Zur Ermittlung der Schadenshöhe sei eine Schätzung des Mindestschadens zulässig. Grundlage für die Schätzung durch das Gericht könne eine „Expertenbefragung“ sein. Grundsätzlich sei es der richtige  Ansatz festzustellen, wie sich der reparierte Schaden auf die Bereitschaft potentieller Kaufinteressenten am Markt zur Zahlung des vollen oder nur eines entsprechend geminderten Kaufpreises auswirken würde. Dies kann durchaus in der Weise geschehen, dass der Sachverständige Fachleute befragt, die den Markt kennen und in der Lage sind, fundierte Werteinschätzungen der betroffenen Gebäude abzugeben und dabei die Auswirkungen der durchgeführten Mängelarbeiten auf die Bereitschaft potentieller Kaufinteressenten, den üblichen Marktpreis mangelfreier Gebäude zu zahlen, einzuschätzen.

Praxistipp

Die Existenz und Höhe eines merkantilen Minderwerts hängt entscheidend von Art, Ausmaß und der Frage ab, ob der Mangel vollständig beseitigt werden kann oder nur die Mangelsymptome beseitigt wurden.

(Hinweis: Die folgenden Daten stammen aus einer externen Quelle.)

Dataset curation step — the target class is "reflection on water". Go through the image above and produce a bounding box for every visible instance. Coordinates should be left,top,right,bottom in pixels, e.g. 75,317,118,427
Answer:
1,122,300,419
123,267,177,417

So ist bei Tragwerks- oder Gründungsproblemen eher ein merkantiler Minderwert anzunehmen, als bei einem vollständig ersetzbaren Bauteil, wie einem falsch eingebauten Fenster.

Zur Problematik ist in Zukunft eine Fülle an Rechtsprechung zu erwarten, da die notwendige Schätzung auf der einen Seite für kreative Argumentationen anfällig ist und auf der anderen Seite wie auch bei Unfallfahrzeugen oder Mietminderungsansprüchen eine Systematik für die einheitliche Bemessung erfordert.

In jedem Fall sollte bei Baumängeln auch die Geltendmachung des merkantilen Minderwerts in Betracht gezogen werden.